On the second day all of the schools were closed but ours (and one other), I saw the tornado I had thought I wanted to see. Well, not exactly. I saw where it had been. I saw where the ceiling insulation and roof tiles that scattered throughout our neighborhood had come from. I saw where the crumpled metal from an interstate barrier that sits up where I park my car had come from. I saw Tiftonia, where a tornado had torn through, ripping roofs off buildings and tearing up convenience store. And I saw it with a group of boys and other teachers as we spread out on the grounds of a recreation center to pick up debris. Boys serious, but having fun, boys trying out the playground they had come to clean up, boys taking on the challenge of flipping a section of bleachers back on its right side, and, most of all, a group of boys walking with certainty back to a bus, knowing that, together, they had left a place looking far better than when they arrived.
At 6:19AM the next morning, what sounded like a gunshot fired through my dreams, and suddenly the lights were on over my head. The moment I had waited for every minute for 48 hours came to fruition, and I eased back into sleep. At 8:30, I was walking my dog across the street when I saw two of my neighbors walking to their car.
What time did you get it? I yelled, as we walked towards each other.
Get what? they yelled back.
Are you kidding? they yelled.
No. Mine came on about two hours ago.
You could see their shoulders sink. You could see the neighborliness slip away, a sudden rift between the have and the have-nots. It was back to who's got a new car or whose lawn looks better or who is having a party that whom wasn't invited to. I found myself fumbling, trying to explain how it didn't really do me much good, how I was sure theirs would come on soon, how I would hook up my modem so they could steal my wifi from across the street (an empty promise, as it turned out, since cable service is still out).

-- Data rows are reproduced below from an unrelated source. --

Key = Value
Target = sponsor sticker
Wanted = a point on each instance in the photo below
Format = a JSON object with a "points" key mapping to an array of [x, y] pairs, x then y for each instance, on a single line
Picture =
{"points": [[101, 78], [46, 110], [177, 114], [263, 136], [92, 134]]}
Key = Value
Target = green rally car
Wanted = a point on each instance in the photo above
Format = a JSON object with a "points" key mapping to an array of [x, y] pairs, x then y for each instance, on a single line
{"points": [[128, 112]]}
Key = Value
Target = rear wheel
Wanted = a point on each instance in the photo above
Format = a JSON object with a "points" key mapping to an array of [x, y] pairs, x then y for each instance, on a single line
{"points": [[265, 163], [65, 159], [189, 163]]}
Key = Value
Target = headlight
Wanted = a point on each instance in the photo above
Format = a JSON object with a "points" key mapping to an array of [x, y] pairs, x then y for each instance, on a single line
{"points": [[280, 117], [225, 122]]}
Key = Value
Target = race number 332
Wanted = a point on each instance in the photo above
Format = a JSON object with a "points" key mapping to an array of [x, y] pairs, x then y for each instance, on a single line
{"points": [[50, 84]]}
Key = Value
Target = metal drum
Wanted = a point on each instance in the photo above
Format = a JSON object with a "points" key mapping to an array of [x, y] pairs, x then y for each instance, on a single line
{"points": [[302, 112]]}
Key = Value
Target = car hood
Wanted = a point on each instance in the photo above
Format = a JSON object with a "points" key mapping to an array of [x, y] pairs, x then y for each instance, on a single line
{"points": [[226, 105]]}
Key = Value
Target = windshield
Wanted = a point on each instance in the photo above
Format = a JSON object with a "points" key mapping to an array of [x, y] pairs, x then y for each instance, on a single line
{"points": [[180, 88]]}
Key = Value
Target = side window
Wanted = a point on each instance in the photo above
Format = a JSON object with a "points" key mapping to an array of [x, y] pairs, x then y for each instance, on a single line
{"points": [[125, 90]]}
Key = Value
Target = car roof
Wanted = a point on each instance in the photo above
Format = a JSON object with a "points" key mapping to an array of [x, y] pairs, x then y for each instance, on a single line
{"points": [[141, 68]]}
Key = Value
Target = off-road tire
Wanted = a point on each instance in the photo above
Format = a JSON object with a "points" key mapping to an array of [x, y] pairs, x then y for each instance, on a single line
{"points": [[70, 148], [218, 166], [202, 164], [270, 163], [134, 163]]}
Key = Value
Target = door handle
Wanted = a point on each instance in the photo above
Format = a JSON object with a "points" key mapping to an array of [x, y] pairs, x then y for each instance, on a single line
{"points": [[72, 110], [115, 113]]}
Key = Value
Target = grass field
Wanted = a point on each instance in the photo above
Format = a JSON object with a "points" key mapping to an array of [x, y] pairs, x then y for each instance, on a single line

By the afternoon, another neighbor drove by as I was cutting my grass. "I am SOOOOO JEALOUSSS!" she yelled as she kept going down the street.
And today, things are normal. On my side of the street. Still no power across the way. Everyone talks of getting back to normal, but I wonder--normal is often closed doors and separate lives and waves from a car instead of conversation and isn't that too bad instead of let's go do something about it. They say there is a silver lining in every cloud. This time, in these clouds, it was just people. People together, people helping. It was good.